Recent Vintages in Abruzzo and Molise

Overall, 2015 was a very good to outstanding year, with copious springtime rain allowing for the build-up of water reserves. July, August and September were extremely warm and completely rain-free, so disease pressure was practically nonexistent. The main problem during the 2015 growing season was the possibility of water stress, but in fact this issue plagued only certain areas on sandy soils near the coast and younger vines in general. In fact, although grape production was down by as much as 20% in specific areas, the majority of Abruzzo’s diverse terroirs fared well, and overall production in the region was actually up 5% from the previous year. The harvest took place, on average, ten days earlier than usual because the last week of August was especially hot, with daytime temperatures reaching or exceeding 40 degrees C (104 degrees F.) on several days. Overall, the vintage is a much better one for red wines than for whites, which are often a little flabby, and for Rosato and Cerasuolo wines, which lack freshness and precision for the most part.
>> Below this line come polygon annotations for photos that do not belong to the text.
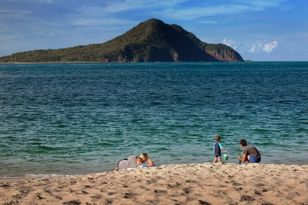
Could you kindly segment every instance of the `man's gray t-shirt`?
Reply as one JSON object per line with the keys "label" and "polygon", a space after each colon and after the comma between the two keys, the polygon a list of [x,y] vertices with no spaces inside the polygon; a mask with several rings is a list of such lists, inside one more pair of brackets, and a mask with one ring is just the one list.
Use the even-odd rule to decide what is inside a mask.
{"label": "man's gray t-shirt", "polygon": [[247,145],[243,148],[243,155],[249,155],[255,158],[261,158],[259,151],[254,146]]}

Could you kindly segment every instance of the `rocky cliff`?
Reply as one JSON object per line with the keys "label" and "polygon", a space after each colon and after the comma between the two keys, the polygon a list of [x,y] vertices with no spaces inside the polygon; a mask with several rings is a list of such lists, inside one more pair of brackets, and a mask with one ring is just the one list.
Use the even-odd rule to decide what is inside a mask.
{"label": "rocky cliff", "polygon": [[201,42],[180,26],[151,18],[103,44],[13,54],[0,62],[242,61],[223,44]]}

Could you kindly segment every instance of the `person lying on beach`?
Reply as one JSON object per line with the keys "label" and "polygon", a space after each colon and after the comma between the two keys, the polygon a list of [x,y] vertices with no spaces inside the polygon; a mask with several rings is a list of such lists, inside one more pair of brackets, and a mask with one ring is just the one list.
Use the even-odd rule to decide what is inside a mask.
{"label": "person lying on beach", "polygon": [[255,147],[247,145],[247,141],[242,139],[240,140],[240,145],[243,148],[243,158],[239,156],[239,159],[245,163],[260,163],[261,161],[261,154]]}
{"label": "person lying on beach", "polygon": [[[147,161],[148,162],[147,163],[145,163]],[[153,167],[155,165],[153,161],[148,158],[147,154],[142,153],[139,157],[136,155],[131,155],[127,159],[123,159],[119,161],[117,168],[113,171],[117,172],[128,168],[136,168],[140,165],[147,165],[148,167]]]}
{"label": "person lying on beach", "polygon": [[215,141],[216,141],[216,142],[214,144],[213,149],[213,152],[215,154],[215,158],[214,158],[213,163],[215,163],[217,159],[218,159],[219,162],[220,162],[221,161],[221,150],[228,152],[227,150],[222,148],[222,145],[221,145],[221,144],[220,143],[220,136],[216,136],[216,137],[215,137]]}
By contrast, 2014 qualifies as a very wet year, one in which rain started early and essentially never let up. Actually, white and Rosato wines have turned out much more lively and fragrant than expected, while the vintage’s reds can be marred by tough, unripe polyphenols. But most 2014s show signs of dilution.

The 2013 vintage was characterized by an especially cool and rainy spring, with berry shatter all too common during the flowering, but the weather then turned stable for much of the summer. The growing season was longer than average, allowing for greater hang time and potentially noteworthy reds. However, September rainfall posed a problem for those producers who harvested too quickly rather than waiting out the bad weather.
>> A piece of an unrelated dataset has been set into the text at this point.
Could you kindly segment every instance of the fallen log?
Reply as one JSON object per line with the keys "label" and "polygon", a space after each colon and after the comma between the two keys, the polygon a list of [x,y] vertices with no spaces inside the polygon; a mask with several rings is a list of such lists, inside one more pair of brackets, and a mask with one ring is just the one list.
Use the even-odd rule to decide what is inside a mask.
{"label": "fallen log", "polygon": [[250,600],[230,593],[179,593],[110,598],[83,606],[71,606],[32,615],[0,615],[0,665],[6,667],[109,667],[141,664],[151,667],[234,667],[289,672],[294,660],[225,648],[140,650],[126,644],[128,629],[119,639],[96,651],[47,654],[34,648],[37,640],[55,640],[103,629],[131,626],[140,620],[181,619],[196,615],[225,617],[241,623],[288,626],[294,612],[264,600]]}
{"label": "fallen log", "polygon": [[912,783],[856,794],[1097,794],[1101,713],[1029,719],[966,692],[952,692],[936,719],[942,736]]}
Finally, the 2012 vintage was better in Abruzzo than in many other Italian regions, where it was often just too hot. Winter and spring rainfall allowed for good water reserves in the ground, so that Abruzzo withstood 2012’s at-times very intense summer heat better than elsewhere in the country. (Please refer to the Vinous vintage charts under the Tools tab on this site for additional information on older vintages in this region).

I tasted the wines reviewed in this article in the cellars and at my home in Rome in April and May.